Cross-posted from the StateEd Watch blog
Parents critical of the Common Core State Standards staged a national protest this week by keeping their children home from school.
While it’s unclear how many of these anti-common-core activists followed through on their pledge, just over 4,000 people announced on Facebook that they were joining the “Say No to Common Core” protest on Nov. 18, according to a blog post by Education Week’s Andrew Ujifusa.
Media accounts about the planned protest from across the country were sketchy.
There was a 100-person common-core protest in Columbia, South Carolina’s state capital, regarding the standards, although in the video from The State newspaper’s report, the main (in fact only) audio is the chant “Stop common core.” So, Ujifusa wrote that the protest lacked context.
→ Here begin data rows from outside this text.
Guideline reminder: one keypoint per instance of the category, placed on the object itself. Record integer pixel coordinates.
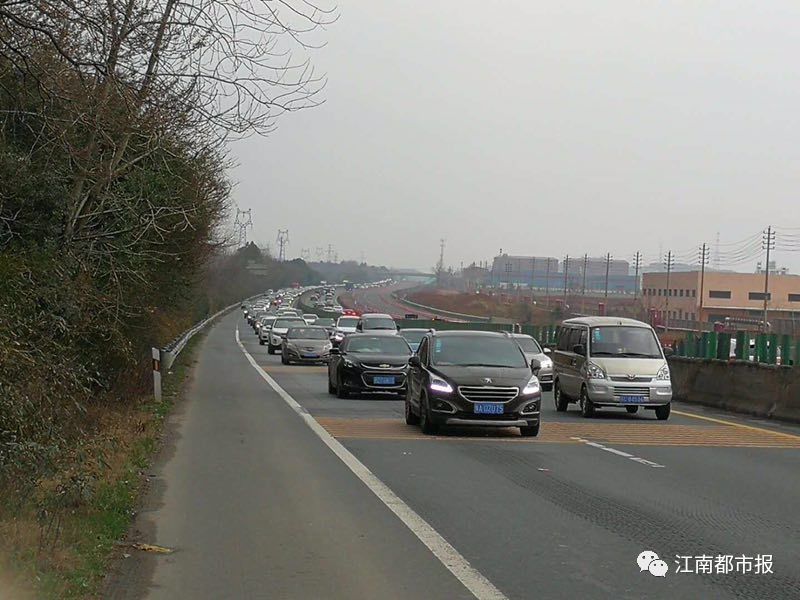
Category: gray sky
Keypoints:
(539, 127)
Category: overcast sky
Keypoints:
(539, 127)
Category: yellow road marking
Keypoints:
(734, 424)
(634, 434)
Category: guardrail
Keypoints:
(164, 358)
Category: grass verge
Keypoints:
(58, 541)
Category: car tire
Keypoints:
(559, 399)
(340, 391)
(587, 406)
(411, 418)
(425, 423)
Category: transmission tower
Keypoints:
(243, 222)
(282, 242)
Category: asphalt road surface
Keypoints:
(271, 488)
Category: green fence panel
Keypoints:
(724, 346)
(772, 348)
(742, 345)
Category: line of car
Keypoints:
(478, 378)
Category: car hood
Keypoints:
(638, 367)
(316, 344)
(500, 376)
(394, 360)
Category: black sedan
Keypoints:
(369, 363)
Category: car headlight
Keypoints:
(532, 387)
(440, 385)
(595, 371)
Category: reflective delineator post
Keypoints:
(157, 374)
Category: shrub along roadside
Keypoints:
(59, 541)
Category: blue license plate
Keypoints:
(633, 399)
(488, 408)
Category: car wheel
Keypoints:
(411, 418)
(587, 406)
(559, 399)
(425, 423)
(340, 391)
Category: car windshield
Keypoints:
(624, 342)
(307, 333)
(286, 323)
(413, 337)
(378, 345)
(529, 345)
(477, 351)
(379, 323)
(348, 322)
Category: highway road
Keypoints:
(271, 488)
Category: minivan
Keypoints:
(610, 362)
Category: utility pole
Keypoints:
(637, 264)
(768, 244)
(242, 222)
(547, 284)
(583, 284)
(669, 262)
(282, 242)
(704, 252)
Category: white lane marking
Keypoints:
(469, 576)
(642, 461)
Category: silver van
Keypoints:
(610, 361)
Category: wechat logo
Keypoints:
(649, 561)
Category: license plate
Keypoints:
(488, 408)
(633, 399)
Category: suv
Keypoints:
(472, 378)
(376, 323)
(610, 361)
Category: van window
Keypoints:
(563, 338)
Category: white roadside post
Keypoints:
(157, 374)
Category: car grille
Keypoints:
(631, 391)
(488, 393)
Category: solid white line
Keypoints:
(642, 461)
(471, 578)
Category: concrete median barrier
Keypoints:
(739, 386)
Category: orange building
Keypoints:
(734, 295)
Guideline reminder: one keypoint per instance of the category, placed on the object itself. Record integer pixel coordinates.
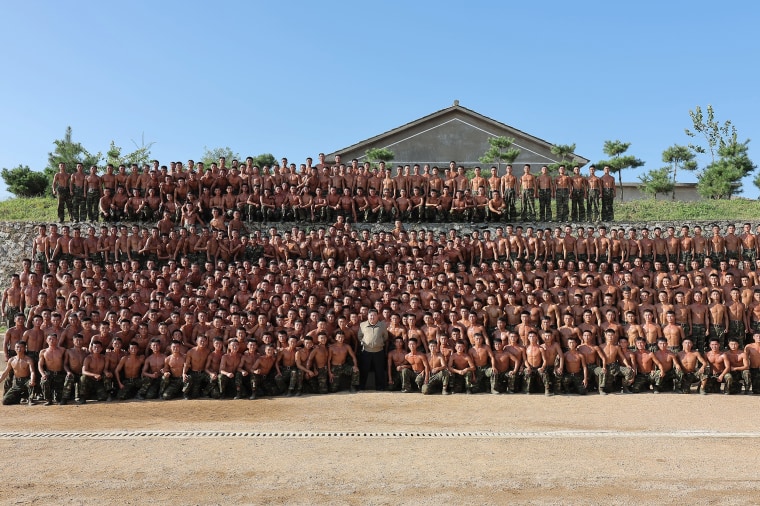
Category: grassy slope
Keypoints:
(44, 209)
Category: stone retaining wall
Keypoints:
(16, 237)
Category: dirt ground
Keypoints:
(551, 469)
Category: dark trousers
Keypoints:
(373, 361)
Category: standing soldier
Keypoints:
(578, 195)
(608, 195)
(562, 185)
(545, 191)
(61, 190)
(76, 186)
(509, 191)
(93, 194)
(528, 187)
(594, 195)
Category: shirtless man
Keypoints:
(461, 367)
(596, 360)
(288, 378)
(439, 371)
(396, 363)
(128, 372)
(536, 365)
(93, 375)
(338, 365)
(173, 377)
(739, 369)
(690, 371)
(648, 369)
(72, 364)
(752, 351)
(23, 376)
(264, 371)
(151, 372)
(617, 362)
(195, 369)
(418, 372)
(718, 368)
(52, 373)
(483, 359)
(575, 377)
(228, 368)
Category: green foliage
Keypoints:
(376, 155)
(500, 151)
(264, 159)
(618, 160)
(657, 181)
(565, 154)
(715, 134)
(140, 156)
(679, 157)
(71, 153)
(213, 155)
(24, 182)
(42, 209)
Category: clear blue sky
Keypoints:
(297, 78)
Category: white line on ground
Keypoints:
(561, 434)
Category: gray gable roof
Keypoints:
(454, 133)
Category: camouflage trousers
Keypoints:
(19, 389)
(151, 388)
(91, 205)
(79, 204)
(171, 387)
(642, 381)
(52, 386)
(501, 381)
(562, 204)
(573, 382)
(460, 382)
(129, 389)
(532, 376)
(596, 371)
(686, 379)
(616, 370)
(410, 378)
(698, 337)
(481, 382)
(288, 379)
(737, 331)
(734, 379)
(344, 371)
(89, 387)
(71, 387)
(438, 381)
(264, 384)
(197, 384)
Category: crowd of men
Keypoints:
(196, 195)
(227, 310)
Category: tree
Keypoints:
(565, 154)
(264, 159)
(140, 156)
(722, 178)
(24, 182)
(715, 134)
(376, 155)
(619, 161)
(70, 153)
(679, 156)
(213, 155)
(657, 181)
(500, 151)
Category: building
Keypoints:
(455, 133)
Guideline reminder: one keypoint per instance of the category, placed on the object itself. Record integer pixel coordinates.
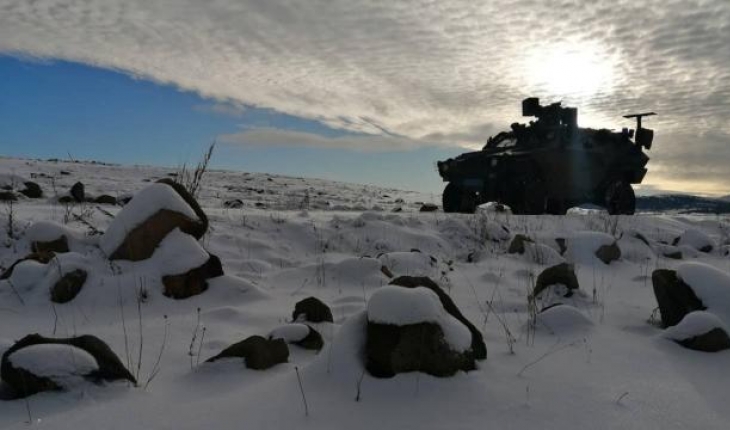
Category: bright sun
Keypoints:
(578, 70)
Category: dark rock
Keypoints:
(32, 190)
(562, 273)
(675, 298)
(608, 253)
(428, 207)
(233, 204)
(78, 193)
(517, 246)
(641, 237)
(58, 246)
(258, 353)
(106, 199)
(386, 271)
(712, 341)
(312, 341)
(190, 200)
(41, 257)
(392, 349)
(24, 383)
(478, 347)
(8, 196)
(141, 242)
(192, 282)
(66, 288)
(313, 310)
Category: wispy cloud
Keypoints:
(413, 68)
(226, 109)
(291, 138)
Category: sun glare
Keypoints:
(578, 70)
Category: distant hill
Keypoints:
(680, 203)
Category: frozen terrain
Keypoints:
(600, 363)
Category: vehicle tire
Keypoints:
(620, 199)
(456, 199)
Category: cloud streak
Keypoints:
(412, 68)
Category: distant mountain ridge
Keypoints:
(681, 203)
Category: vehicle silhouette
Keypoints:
(550, 165)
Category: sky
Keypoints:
(362, 91)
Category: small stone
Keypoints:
(562, 273)
(313, 310)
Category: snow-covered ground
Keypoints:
(597, 364)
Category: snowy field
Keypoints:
(600, 361)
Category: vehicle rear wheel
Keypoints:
(457, 199)
(620, 199)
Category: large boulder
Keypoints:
(313, 310)
(147, 219)
(106, 199)
(32, 190)
(517, 245)
(258, 353)
(700, 331)
(301, 335)
(695, 239)
(40, 257)
(192, 282)
(28, 369)
(68, 286)
(608, 253)
(589, 247)
(693, 286)
(48, 236)
(560, 274)
(8, 196)
(674, 297)
(477, 342)
(408, 329)
(184, 265)
(78, 193)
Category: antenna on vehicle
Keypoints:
(644, 136)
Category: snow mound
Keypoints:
(582, 246)
(405, 306)
(290, 332)
(145, 203)
(696, 239)
(26, 274)
(495, 231)
(408, 263)
(711, 285)
(11, 180)
(561, 318)
(177, 253)
(47, 231)
(587, 209)
(694, 324)
(57, 362)
(542, 254)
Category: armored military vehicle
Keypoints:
(550, 165)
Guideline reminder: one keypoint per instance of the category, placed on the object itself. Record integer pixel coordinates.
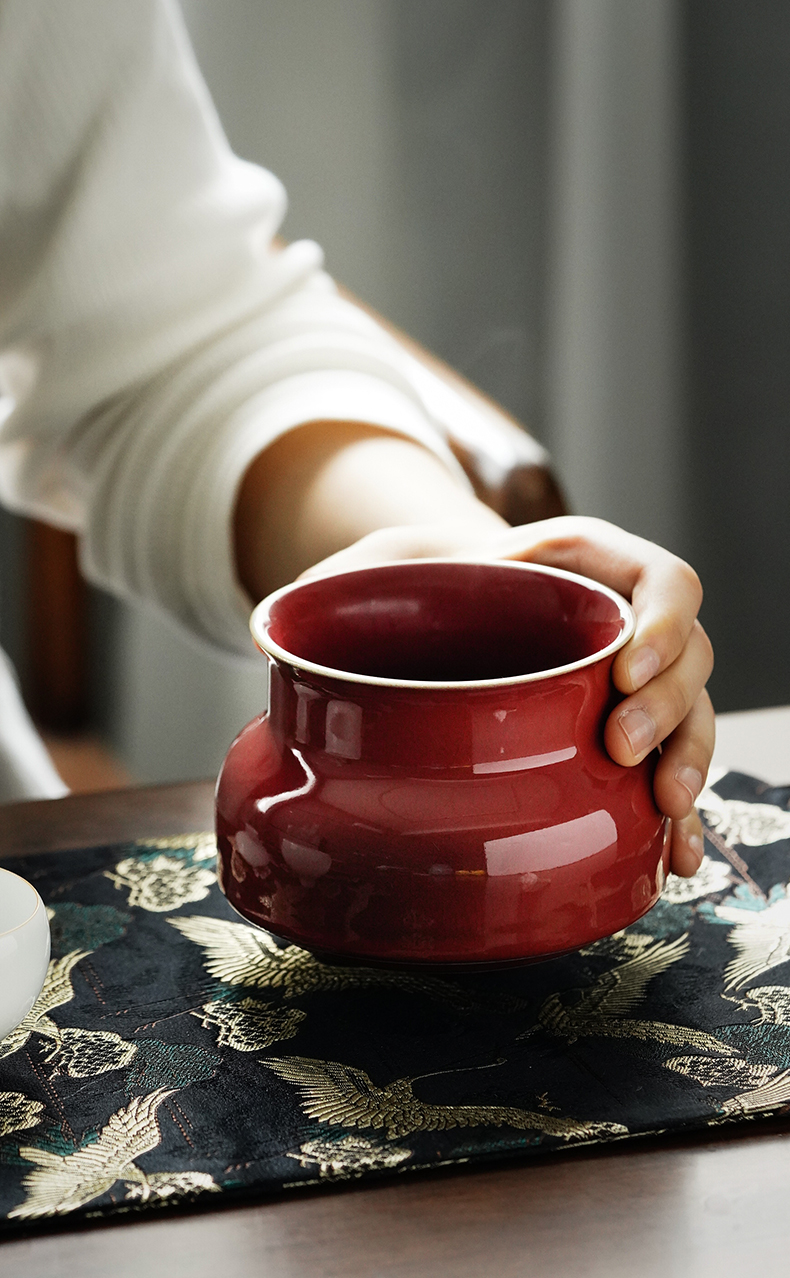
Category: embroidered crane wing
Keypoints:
(621, 989)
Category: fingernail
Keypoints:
(643, 666)
(639, 730)
(690, 780)
(697, 847)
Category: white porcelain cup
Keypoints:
(24, 948)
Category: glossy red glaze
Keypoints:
(426, 786)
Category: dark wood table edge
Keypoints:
(109, 817)
(697, 1139)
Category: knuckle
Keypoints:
(690, 580)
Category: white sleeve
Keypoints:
(151, 339)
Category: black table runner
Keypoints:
(178, 1054)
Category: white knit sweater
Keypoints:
(151, 339)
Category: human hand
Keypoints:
(664, 667)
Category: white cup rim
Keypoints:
(261, 615)
(37, 904)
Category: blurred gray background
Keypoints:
(583, 205)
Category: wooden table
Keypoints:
(683, 1209)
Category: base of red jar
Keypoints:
(432, 966)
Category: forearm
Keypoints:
(325, 485)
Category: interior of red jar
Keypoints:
(444, 623)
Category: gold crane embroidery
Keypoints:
(710, 878)
(343, 1095)
(161, 883)
(721, 1071)
(73, 1052)
(772, 1003)
(202, 844)
(239, 955)
(770, 1095)
(349, 1157)
(18, 1112)
(600, 1010)
(59, 1184)
(761, 937)
(56, 991)
(251, 1025)
(752, 824)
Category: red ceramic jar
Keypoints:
(430, 782)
In New York state, the local ABC affiliate reported that “dozens” of students joined their parents in a common-core protest at the state education department in Albany. The news report focused on students specifically who spoke out against the standards for being too restrictive.
Meanwhile, the State Island Advance minced no words when it reported that the keep-your-children-home protest “fizzled” in the New York City borough.
Janet Ward Wilson, who maintained the Facebook page and other social media that pushed the protest, told Education Week that her anti-common-core website has received tens of thousands of visits since she began pushing back on the standards. She said people have been “duped by the federal government” into the standards, and that the U.S. Constitution does not grant Washington power over education to the extent that they could offer incentives for states to act in certain ways: “Common core violates our 10th amendment rights.”
Quantifying the depths of displeasure parents have with common core may be impossible. But those who oppose the standards seem to be deeply troubled by their inability to air their concerns.
I attended a school district-sponsored forum in my Southern California community this week. The forum, which was held at a local middle school, was carefully orchestrated as an information session—not a debate. The public was invited to ask questions, but only in writing.
That did not stop one visibly angry parent from interrupting the question-and-answer session to say: “This is offensive! [Our district] does not need [the common core.] We are way above this.”
He continued: “It’s reprehensible what you are doing.”
His comments were met with applause from some in the large group of people who attended the forum. I also overheard some attendees grumble that district administrators were lying about the common core.
Still, there seemed to be more head nodding in agreement and applause for comments that supported efforts to improve teaching strategies and to graduate students with more critical thinking skills.
“We’re not going to let your kids down,” said one middle school teacher on the panel. “We’re not going to let them fall through the cracks.”
The common core campaign is underway in my community. Whether it will produce more critics than converts, only time will tell.